Credit: This story was first seen on ITV
Doctors have rejected a demand to open GP surgeries seven days a week and accused Theresa May of using them as ‘scapegoats,’ ITV reports.
The government has urged GPs to roll out a seven-day service to help relieve pressure on crisis-hit A&E departments.
Downing Street also threatened to withdraw funding if surgeries didn’t move to 8am to 8pm opening times – unless they could prove there is no demand from patients.
But the British Medical Association (BMA) has hit back angrily and accused ministers of trying to ‘scapegoat’ doctors for the crisis in the NHS.
The BMA argued the request was simply masking chronic under-funding in the healthcare system.
The government has said the NHS is already committed to bringing in 8am to 8pm services in general practice seven days a week, backed by an extra £528m per year in funding by 2020/21.
But GPs have called it ‘unrealistic’ and warned doctors are already ‘spread too thin’ and quality of care will suffer.
Dr Chaand Nagpaul, the BMA GP committee chairman, said they were facing a ‘major alert’ with one in three GP practices reporting unfilled vacancies.
Eight in 10 claimed they were unable to provide safe care.
“We have got a very serious problem that we don’t have the capacity in general practice,” Dr Nagpaul told the BBC Radio 4 Today programme. “The crisis in the NHS won’t be solved by scapegoating or deflecting blame on to GPs. All patients can see a GP 24 hours a day, 365 days a year. Patients can see a GP when they need to. What we cannot be providing is stretching a service where we are struggling – and we do manage in spite of the pressures – into a seven-day service.”
Professor Helen Stokes-Lampard, the chair of the RCGP, said the Prime Minister’s intervention was “extremely unfortunate” and the plans were “misguided”.

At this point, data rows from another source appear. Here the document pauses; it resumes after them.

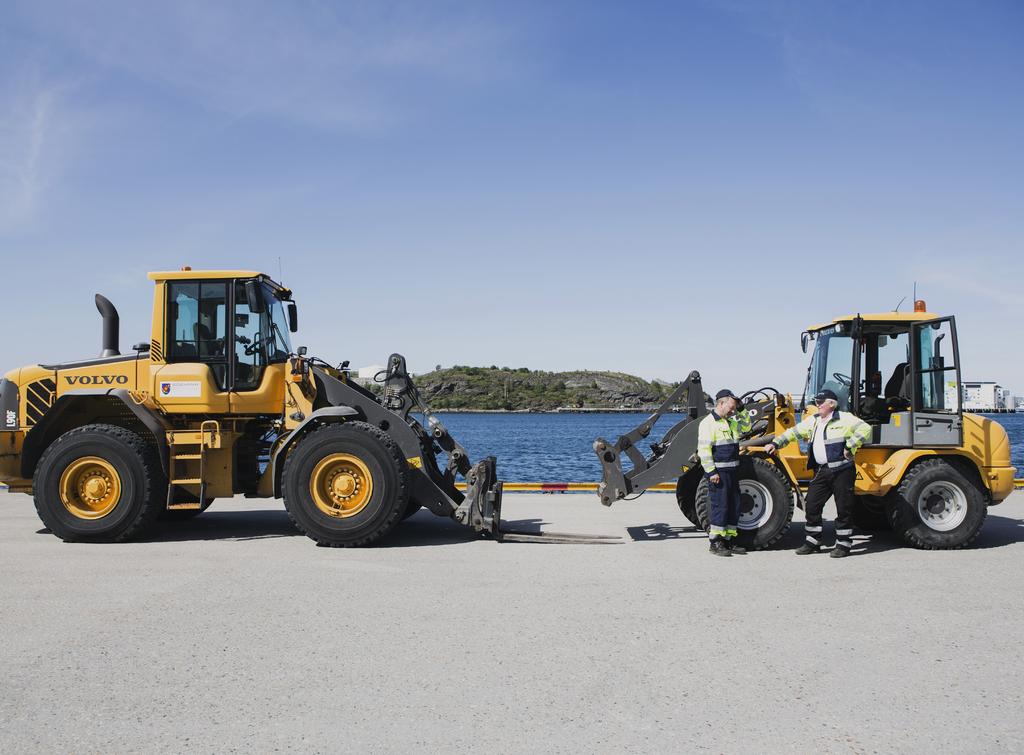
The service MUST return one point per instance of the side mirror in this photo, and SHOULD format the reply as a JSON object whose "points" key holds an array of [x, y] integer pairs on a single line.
{"points": [[254, 297]]}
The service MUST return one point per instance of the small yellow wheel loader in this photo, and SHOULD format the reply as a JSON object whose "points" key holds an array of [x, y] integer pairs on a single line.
{"points": [[217, 404], [930, 471]]}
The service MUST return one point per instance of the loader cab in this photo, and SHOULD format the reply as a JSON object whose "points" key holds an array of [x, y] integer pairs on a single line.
{"points": [[899, 372], [220, 341]]}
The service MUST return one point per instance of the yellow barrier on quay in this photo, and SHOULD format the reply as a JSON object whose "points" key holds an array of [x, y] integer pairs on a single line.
{"points": [[592, 487]]}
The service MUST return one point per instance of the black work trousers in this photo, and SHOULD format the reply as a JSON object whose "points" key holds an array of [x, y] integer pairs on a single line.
{"points": [[839, 485]]}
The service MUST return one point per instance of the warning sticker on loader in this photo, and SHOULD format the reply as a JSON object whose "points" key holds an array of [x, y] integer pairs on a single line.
{"points": [[181, 389]]}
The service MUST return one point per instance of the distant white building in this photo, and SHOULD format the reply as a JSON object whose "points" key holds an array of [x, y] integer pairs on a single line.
{"points": [[985, 396], [366, 374]]}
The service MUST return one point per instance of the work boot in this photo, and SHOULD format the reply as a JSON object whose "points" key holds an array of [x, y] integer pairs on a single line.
{"points": [[719, 548]]}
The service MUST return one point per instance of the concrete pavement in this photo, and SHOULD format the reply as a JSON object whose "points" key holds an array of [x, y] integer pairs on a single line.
{"points": [[233, 633]]}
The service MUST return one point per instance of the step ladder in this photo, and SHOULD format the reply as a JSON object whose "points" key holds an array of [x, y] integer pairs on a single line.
{"points": [[188, 447]]}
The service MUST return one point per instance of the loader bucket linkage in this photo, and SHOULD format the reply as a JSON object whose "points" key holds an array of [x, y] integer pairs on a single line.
{"points": [[477, 507]]}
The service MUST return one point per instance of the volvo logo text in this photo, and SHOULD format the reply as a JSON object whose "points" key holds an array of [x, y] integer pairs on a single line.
{"points": [[96, 379]]}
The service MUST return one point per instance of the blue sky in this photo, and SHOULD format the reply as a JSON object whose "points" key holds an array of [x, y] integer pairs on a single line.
{"points": [[643, 186]]}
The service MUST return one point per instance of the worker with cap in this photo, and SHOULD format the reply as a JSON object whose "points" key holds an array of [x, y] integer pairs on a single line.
{"points": [[835, 437], [718, 448]]}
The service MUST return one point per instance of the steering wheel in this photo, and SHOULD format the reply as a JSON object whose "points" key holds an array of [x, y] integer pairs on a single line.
{"points": [[250, 345], [766, 393]]}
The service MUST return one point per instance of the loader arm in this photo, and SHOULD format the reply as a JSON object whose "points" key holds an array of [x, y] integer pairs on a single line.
{"points": [[668, 456], [676, 452], [479, 506]]}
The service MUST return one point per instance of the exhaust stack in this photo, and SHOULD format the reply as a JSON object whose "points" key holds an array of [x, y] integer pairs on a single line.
{"points": [[112, 326]]}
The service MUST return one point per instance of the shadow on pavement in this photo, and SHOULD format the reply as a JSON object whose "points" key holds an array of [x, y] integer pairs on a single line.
{"points": [[423, 528], [420, 530], [664, 531], [999, 531], [257, 525]]}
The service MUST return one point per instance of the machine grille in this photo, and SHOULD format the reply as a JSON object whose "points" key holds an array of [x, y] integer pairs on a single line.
{"points": [[38, 399]]}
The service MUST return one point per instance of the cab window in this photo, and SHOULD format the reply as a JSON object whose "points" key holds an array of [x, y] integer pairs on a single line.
{"points": [[250, 352], [936, 369], [197, 317], [830, 366]]}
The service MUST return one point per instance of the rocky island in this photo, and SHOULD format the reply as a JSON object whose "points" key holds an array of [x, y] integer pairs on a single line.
{"points": [[521, 389]]}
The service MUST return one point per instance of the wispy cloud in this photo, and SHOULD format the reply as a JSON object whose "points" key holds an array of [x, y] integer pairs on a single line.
{"points": [[314, 63], [29, 105]]}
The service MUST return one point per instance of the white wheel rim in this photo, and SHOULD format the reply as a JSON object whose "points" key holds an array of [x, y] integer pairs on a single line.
{"points": [[942, 505], [756, 504]]}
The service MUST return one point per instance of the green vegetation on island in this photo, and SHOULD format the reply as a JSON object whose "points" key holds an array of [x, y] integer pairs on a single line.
{"points": [[504, 388]]}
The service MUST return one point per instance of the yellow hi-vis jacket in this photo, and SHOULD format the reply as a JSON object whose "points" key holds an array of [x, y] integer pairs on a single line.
{"points": [[844, 431], [718, 441]]}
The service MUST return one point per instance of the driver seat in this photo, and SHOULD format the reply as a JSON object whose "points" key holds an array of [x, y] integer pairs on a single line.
{"points": [[899, 383]]}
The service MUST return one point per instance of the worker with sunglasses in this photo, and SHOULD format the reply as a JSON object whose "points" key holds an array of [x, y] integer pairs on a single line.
{"points": [[835, 437]]}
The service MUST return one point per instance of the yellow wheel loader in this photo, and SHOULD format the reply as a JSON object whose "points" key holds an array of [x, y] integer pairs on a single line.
{"points": [[930, 470], [217, 404]]}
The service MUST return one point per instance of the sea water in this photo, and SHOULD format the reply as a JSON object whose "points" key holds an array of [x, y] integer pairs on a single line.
{"points": [[558, 448]]}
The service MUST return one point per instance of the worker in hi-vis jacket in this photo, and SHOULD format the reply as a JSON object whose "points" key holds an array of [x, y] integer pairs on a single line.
{"points": [[834, 437], [718, 448]]}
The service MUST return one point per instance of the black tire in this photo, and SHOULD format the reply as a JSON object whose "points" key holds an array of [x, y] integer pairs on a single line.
{"points": [[686, 491], [383, 459], [870, 513], [143, 486], [411, 508], [930, 486], [772, 496]]}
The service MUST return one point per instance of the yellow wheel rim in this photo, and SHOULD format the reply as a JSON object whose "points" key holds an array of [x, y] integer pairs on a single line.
{"points": [[341, 485], [90, 488]]}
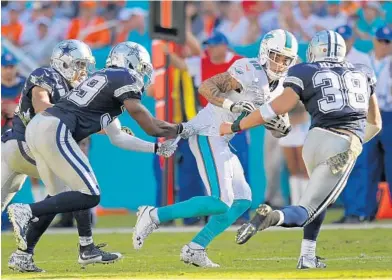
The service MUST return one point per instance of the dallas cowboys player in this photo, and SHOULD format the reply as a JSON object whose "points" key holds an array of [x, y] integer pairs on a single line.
{"points": [[67, 58], [230, 96], [340, 99]]}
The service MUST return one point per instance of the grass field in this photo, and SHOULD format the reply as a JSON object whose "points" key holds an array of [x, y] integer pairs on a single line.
{"points": [[363, 253]]}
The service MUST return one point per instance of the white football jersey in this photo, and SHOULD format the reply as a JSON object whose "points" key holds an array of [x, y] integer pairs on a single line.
{"points": [[255, 88]]}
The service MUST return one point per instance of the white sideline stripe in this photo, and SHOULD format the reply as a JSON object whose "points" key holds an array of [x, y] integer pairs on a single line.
{"points": [[136, 256], [197, 229]]}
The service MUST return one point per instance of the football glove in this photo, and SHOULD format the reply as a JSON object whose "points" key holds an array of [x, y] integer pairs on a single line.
{"points": [[279, 126], [127, 130], [166, 149], [242, 107]]}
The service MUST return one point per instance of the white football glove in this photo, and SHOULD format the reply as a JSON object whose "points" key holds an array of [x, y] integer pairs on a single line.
{"points": [[187, 130], [279, 126], [242, 106], [166, 149]]}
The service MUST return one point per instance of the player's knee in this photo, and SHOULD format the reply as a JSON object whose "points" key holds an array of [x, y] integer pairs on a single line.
{"points": [[91, 201]]}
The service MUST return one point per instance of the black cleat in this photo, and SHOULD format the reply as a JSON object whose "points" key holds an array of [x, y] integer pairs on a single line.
{"points": [[92, 254], [263, 219], [23, 262]]}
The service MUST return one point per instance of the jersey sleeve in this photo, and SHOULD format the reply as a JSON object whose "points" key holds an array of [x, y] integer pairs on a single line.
{"points": [[296, 78], [42, 78], [130, 87], [241, 71]]}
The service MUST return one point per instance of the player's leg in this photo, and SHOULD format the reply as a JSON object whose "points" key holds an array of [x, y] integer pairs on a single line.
{"points": [[55, 156], [15, 163], [235, 192], [213, 204]]}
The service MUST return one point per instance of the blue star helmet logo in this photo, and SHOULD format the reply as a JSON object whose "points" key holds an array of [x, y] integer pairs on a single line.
{"points": [[66, 49], [134, 50]]}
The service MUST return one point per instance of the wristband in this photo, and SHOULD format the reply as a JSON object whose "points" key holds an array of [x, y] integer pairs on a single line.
{"points": [[227, 103]]}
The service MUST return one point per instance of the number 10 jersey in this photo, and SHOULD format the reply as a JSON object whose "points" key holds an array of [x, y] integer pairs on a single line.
{"points": [[336, 95], [97, 101]]}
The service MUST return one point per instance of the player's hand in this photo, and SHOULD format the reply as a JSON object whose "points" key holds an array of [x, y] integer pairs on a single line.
{"points": [[225, 128], [242, 106], [127, 130], [187, 130], [167, 148], [280, 126]]}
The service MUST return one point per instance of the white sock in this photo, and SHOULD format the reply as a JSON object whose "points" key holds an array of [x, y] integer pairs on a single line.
{"points": [[195, 246], [85, 240], [281, 217], [295, 189], [154, 215], [38, 193], [308, 248], [303, 185]]}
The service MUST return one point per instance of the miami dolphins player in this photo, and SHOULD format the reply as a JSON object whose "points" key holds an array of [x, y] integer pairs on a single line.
{"points": [[231, 95], [92, 106], [45, 86], [339, 97]]}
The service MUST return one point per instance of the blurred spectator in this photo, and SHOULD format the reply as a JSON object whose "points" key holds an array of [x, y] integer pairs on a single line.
{"points": [[268, 16], [11, 87], [352, 54], [286, 19], [369, 20], [252, 30], [13, 29], [205, 21], [88, 19], [41, 46], [334, 18], [132, 25], [380, 148], [306, 19], [235, 26]]}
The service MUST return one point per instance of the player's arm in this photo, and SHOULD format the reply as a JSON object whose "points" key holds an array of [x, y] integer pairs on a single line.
{"points": [[126, 141], [267, 112], [148, 123], [214, 89], [40, 99], [374, 122]]}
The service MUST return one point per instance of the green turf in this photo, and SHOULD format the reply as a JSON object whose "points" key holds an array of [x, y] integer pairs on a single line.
{"points": [[351, 254]]}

“It is not the case that GP surgery routine opening hours are contributing to the pressures our colleagues in A&E departments are currently facing,” she said.
She added: “It has never made sense to force GPs to offer services that there is little patient demand for. In many cases practices have already had to actually stop offering extended opening hours because of a lack of patient demand for them.”
The row comes amid frustration among ministers that the unavailability of GP appointments is driving patients to seek treatment in hard-pressed hospital accident and emergency departments.
The director of acute care for NHS England, Professor Keith Willett, has recently estimated that 30% of the patients attending A&E would be better cared for elsewhere in the system.
Meanwhile the latest official figures showed more than four in 10 hospitals in England declared a major alert in the first week of the year as services came under increasing pressure.
A Downing Street source said: “Most GPs do a fantastic job, and have their patients’ interests firmly at heart. However, it is increasingly clear that a large number of surgeries are not providing access that patients need – and that patients are suffering as a result because they are then forced to go to A&E to seek care. It’s also bad for hospitals, who then face additional pressure on their services.”